I totally agree with this. Every change that Apple makes to iOS and the iPad is making the experience more difficult, more complicated, less elegant. Even though they are clearly trying hard to keep the baseline experience the same and hiding the power user features, there are still compromises being made.
I thought the iPad was a miracle product when it was first announced. I bought one right away for my parents, who were not that old, but still old enough that managing a Windows machine or a Mac was a trying experience. Ever since then it's been all the computer they've wanted, because it just works, and because they only need to be familiar with one operating system across phone and tablet.
Likewise it's been great for some of my employees who work in the field, not just the older ones but all of those who never developed fluency with regular computers. I used to get tech support calls from all directions but these have greatly diminished.

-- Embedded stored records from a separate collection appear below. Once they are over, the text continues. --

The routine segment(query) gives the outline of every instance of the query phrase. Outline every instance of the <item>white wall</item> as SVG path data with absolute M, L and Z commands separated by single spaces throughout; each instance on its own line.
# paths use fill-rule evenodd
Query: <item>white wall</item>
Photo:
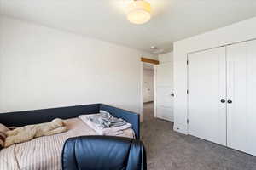
M 161 63 L 166 63 L 166 62 L 172 62 L 173 60 L 173 53 L 166 53 L 164 54 L 160 54 L 158 57 L 159 62 Z
M 154 70 L 143 69 L 143 102 L 154 100 Z
M 174 43 L 174 130 L 188 130 L 187 54 L 256 38 L 255 31 L 256 17 Z
M 142 55 L 151 56 L 1 16 L 0 112 L 90 103 L 139 112 Z

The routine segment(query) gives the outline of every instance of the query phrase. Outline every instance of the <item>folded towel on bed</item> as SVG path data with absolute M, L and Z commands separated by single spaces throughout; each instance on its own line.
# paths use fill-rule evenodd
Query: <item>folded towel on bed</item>
M 120 127 L 127 123 L 126 121 L 114 117 L 110 113 L 102 110 L 99 114 L 90 115 L 89 119 L 102 128 Z
M 95 123 L 90 121 L 90 116 L 97 116 L 99 114 L 93 115 L 80 115 L 79 118 L 80 118 L 84 122 L 85 122 L 90 128 L 95 130 L 101 135 L 119 135 L 124 133 L 124 130 L 131 128 L 131 124 L 126 122 L 125 125 L 113 127 L 113 128 L 103 128 L 102 126 L 99 126 L 99 124 Z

For the elderly, for people who have spent their lives working with their hands and not with screens, and for children too, the iPad has finally made the internet accessible. And what's usable for people with special needs is good design for people without them, like those Oxo kitchen utensils.
I suppose everything's got to change, though, to keep people consuming. Now setup is difficult, there are too many different long press durations that do different things, too many multi-finger gestures, weird behaviors that I guess are trying to bridge the iPad and iPhone X experiences, and a multitasking UX that I think is way more complicated than overlapping windows on a Mac.
I wonder: do children, who have grown up with iPads but not computers, who can type 60 wpm on screens, ever use split screen or any of the advanced gestures?